Kariye Museum, also known as Chora Church, contains some of Istanbul's finest Byzantine frescos and mosaics. The 11th-century building in Edirnekapi has remarkable scenes depicting 14th-century Christian iconography, which was later covered over when the church became a mosque.
No building can survive for 2000 years without undergoing modifications. Some of the most calamitous came with the Crusaders, who seriously damaged the church with their plundering. Then in 1511, the Grand Vizier of Sultan Beyazit II transformed the church into a mosque, adding a minaret and whitewashing a few of the frescos.
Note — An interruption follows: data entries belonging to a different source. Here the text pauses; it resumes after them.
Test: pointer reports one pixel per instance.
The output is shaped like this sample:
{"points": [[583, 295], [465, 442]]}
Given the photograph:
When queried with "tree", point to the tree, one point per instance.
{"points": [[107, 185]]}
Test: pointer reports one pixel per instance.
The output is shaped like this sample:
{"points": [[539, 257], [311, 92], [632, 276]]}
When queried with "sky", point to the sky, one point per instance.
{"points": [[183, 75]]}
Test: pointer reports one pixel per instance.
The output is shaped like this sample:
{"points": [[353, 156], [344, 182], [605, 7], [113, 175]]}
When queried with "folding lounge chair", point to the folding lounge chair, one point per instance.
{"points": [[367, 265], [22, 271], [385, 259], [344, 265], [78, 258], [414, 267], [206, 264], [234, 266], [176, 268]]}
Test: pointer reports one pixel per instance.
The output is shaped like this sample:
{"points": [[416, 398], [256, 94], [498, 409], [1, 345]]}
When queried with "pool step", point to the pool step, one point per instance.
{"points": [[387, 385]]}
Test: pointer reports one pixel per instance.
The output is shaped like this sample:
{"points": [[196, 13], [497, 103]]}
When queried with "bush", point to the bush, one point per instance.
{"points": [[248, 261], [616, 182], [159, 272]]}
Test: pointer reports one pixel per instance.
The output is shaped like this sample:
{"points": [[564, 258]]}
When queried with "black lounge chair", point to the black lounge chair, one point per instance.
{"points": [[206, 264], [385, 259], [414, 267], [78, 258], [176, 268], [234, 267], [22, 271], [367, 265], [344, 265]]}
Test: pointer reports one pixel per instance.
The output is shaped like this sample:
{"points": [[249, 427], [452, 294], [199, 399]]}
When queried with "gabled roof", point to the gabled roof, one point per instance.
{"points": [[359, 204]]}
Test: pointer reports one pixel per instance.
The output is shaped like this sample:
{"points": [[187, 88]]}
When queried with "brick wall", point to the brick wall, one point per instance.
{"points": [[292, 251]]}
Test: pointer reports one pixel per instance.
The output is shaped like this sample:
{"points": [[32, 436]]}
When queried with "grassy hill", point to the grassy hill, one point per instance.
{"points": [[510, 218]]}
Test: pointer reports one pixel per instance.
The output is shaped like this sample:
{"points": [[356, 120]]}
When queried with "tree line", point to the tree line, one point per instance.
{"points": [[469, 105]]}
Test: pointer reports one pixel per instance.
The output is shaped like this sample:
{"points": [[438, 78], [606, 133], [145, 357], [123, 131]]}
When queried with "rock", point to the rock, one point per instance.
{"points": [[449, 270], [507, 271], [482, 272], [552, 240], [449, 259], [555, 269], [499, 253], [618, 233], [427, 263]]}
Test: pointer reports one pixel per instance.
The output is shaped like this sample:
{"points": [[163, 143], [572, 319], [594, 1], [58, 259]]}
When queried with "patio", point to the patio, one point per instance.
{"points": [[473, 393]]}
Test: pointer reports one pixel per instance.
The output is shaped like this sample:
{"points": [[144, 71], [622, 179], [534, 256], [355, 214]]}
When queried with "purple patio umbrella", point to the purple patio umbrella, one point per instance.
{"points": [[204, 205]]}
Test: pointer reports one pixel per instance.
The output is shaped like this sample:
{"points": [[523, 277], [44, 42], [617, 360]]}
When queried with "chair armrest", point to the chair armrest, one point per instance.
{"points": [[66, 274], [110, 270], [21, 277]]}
It is perhaps testament to the beauty of the mosaics that they were barely touched by the Muslim conquerors. In 1945, the mosque became a museum.
The interior's richness is hidden by the Chora's plain brick facade. But once inside the impression created by the glittering walls, domes and vault arches is stupendous. The life of Mary the Virgin, the birth and childhood of Jesus, his miracles, his Crucifixion and a rendition of the Last Judgement are depicted in mosaic and frescos. Look out for The Revival, a masterpiece of the medieval age, as well as the portraits of Saints Andronicus, Trachus, Peter and Paul.
Also of note is the depiction of the Healing of the Leper in the western part of the inner narthex. The similarity between this portrayal and the identical scene at the Romanesque Monreale Cathedral in Sicily is very striking and suggests the artistic tradition which gave rise to these mosaics was also adhered to there.